Photographer BarBara Hanlo made an excellent impressionist documentary about her great-uncle, the writer Jan Hanlo (1912-1969). Already in the first minutes of Jan Hanlo, and that man I myself, a sound collage of a motorcycle, jazz music and poetry fragments introduces the world of Jan Hanlo, as a self-evident, unruly universe built up from observations of small facts. His tragic belief in the redemption of his demons through the liberating open-mindedness of youthful boys is convincingly evoked by a reconstruction of Hanlo's visit to Morocco and the letters he wrote about his latest protege in the weeks leading up to his fatal motorcycle accident. The film has taste, sophistication, an intriguing rhythm and a quirky, almost experimental design.
Hans Beerenkamp, NRC 05-02-1991
BarBara Hanlo did not make poetry film about her uncle, the poet Jan Hanlo, but film poetry. Her film Jan Hanlo, and that man I am, consists largely of staged images. Still, the film is a fully-fledged documentary, because those images are echoes of Jan Hanlo's poetry, his letters, his notes, in short of his use of language and thus of Jan Hanlo's
tormented themselves. Jan Hanlo defined poetry as "the holiday of philosophy" and that is exactly what BarBara Hanlo made with this film: holiday of the documentary.
NRC, Joyce Roodnat, 12-7-1991
Pages from the film script
Jan Hanlo, and that man I am myself is an impressionistic documentary by BarBara Hanlo about her great-uncle JAN HANLO, a famous Dutch writer and poet in the fifties who died in 1969.
The film seeks to find a subjective entrance to the world of the poet. Guided in the soundtrack by prose and poems of the poet himself, the image retraces places and scenes from his life as if we – the audience – share his experiences.
Jan Hanlo had an incredible eye for detail and he investigated questions nobody would investigate: is a pea as big as a football still a pea? He was the first human being to find out, that wasps can clean your house... Besides this there were his collapses with the world of imperatives – religion, the law, he spent some time in a mental institution – and his longing for the detachment of the absolute youth.

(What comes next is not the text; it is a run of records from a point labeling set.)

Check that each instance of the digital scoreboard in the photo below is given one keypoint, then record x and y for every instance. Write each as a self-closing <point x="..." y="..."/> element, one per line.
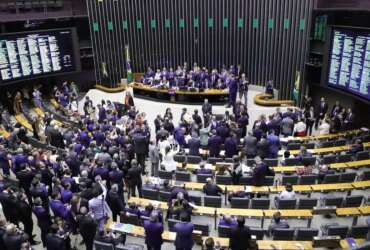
<point x="349" y="61"/>
<point x="36" y="54"/>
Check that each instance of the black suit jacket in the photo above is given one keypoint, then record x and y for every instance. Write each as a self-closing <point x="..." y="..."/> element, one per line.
<point x="239" y="238"/>
<point x="54" y="242"/>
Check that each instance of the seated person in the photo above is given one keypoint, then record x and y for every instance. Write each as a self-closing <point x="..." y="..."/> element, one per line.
<point x="357" y="147"/>
<point x="212" y="189"/>
<point x="305" y="170"/>
<point x="277" y="222"/>
<point x="286" y="194"/>
<point x="227" y="220"/>
<point x="202" y="169"/>
<point x="111" y="237"/>
<point x="209" y="244"/>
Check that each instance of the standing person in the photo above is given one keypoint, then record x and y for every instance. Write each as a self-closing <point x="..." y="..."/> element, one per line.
<point x="243" y="88"/>
<point x="233" y="89"/>
<point x="98" y="206"/>
<point x="184" y="231"/>
<point x="87" y="227"/>
<point x="134" y="178"/>
<point x="309" y="115"/>
<point x="239" y="235"/>
<point x="154" y="158"/>
<point x="153" y="232"/>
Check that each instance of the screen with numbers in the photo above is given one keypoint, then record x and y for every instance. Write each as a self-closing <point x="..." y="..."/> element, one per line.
<point x="37" y="54"/>
<point x="349" y="61"/>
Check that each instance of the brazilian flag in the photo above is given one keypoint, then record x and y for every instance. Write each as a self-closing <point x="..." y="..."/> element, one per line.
<point x="128" y="62"/>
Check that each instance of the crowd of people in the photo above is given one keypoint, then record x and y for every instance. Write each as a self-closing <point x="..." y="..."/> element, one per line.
<point x="78" y="186"/>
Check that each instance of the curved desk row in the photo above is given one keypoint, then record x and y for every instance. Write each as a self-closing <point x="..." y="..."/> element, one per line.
<point x="138" y="231"/>
<point x="267" y="100"/>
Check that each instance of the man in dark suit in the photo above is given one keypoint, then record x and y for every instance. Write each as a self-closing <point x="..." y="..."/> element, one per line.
<point x="140" y="148"/>
<point x="25" y="216"/>
<point x="239" y="235"/>
<point x="134" y="178"/>
<point x="184" y="231"/>
<point x="210" y="188"/>
<point x="13" y="238"/>
<point x="87" y="227"/>
<point x="153" y="232"/>
<point x="194" y="145"/>
<point x="115" y="201"/>
<point x="54" y="241"/>
<point x="214" y="145"/>
<point x="263" y="147"/>
<point x="231" y="146"/>
<point x="250" y="143"/>
<point x="43" y="219"/>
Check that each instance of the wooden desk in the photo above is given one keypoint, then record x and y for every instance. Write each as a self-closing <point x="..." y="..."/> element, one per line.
<point x="331" y="187"/>
<point x="289" y="213"/>
<point x="364" y="210"/>
<point x="356" y="164"/>
<point x="348" y="211"/>
<point x="344" y="243"/>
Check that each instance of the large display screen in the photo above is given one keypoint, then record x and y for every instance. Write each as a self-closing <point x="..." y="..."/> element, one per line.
<point x="36" y="54"/>
<point x="349" y="61"/>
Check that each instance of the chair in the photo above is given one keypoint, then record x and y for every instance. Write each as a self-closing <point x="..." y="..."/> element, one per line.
<point x="309" y="160"/>
<point x="329" y="159"/>
<point x="183" y="176"/>
<point x="236" y="202"/>
<point x="365" y="175"/>
<point x="165" y="175"/>
<point x="202" y="178"/>
<point x="306" y="233"/>
<point x="223" y="231"/>
<point x="292" y="179"/>
<point x="292" y="161"/>
<point x="204" y="228"/>
<point x="327" y="144"/>
<point x="293" y="146"/>
<point x="340" y="231"/>
<point x="223" y="180"/>
<point x="344" y="158"/>
<point x="258" y="232"/>
<point x="130" y="246"/>
<point x="271" y="162"/>
<point x="194" y="159"/>
<point x="307" y="203"/>
<point x="340" y="142"/>
<point x="246" y="180"/>
<point x="359" y="232"/>
<point x="197" y="200"/>
<point x="260" y="203"/>
<point x="180" y="158"/>
<point x="164" y="196"/>
<point x="308" y="179"/>
<point x="348" y="177"/>
<point x="333" y="201"/>
<point x="331" y="178"/>
<point x="213" y="160"/>
<point x="283" y="234"/>
<point x="150" y="194"/>
<point x="269" y="181"/>
<point x="353" y="201"/>
<point x="103" y="246"/>
<point x="363" y="155"/>
<point x="286" y="203"/>
<point x="132" y="219"/>
<point x="212" y="201"/>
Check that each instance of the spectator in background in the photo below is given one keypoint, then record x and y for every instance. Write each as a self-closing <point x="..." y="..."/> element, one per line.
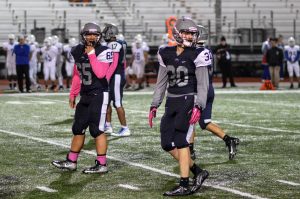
<point x="292" y="55"/>
<point x="274" y="58"/>
<point x="280" y="45"/>
<point x="11" y="61"/>
<point x="22" y="51"/>
<point x="264" y="48"/>
<point x="224" y="62"/>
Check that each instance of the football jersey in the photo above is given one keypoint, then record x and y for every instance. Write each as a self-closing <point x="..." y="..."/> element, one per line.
<point x="90" y="83"/>
<point x="119" y="47"/>
<point x="291" y="53"/>
<point x="10" y="56"/>
<point x="67" y="50"/>
<point x="49" y="55"/>
<point x="181" y="68"/>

The film ends with his stay in Marrakech where to his own surprise he finds a relative freedom within the walls of the city. It is there that he falls in love with a young boy.
Documentaries: art about art
BarBara Hanlo did not make poetry film about her uncle, the poet Jan Hanlo, but film poetry. Her film Jan Hanlo, and that man I am, consists largely of staged images. Nevertheless, the film is a fully-fledged documentary, because those images are echoes of Jan Hanlo's poetry, his letters, his notes, in short of his use of language and thus of Jan Hanlo's tormented self. Jan Hanlo defined poetry as "the holiday of philosophy" and that is exactly what BarBara Hanlo made with this film: holiday of the documentary.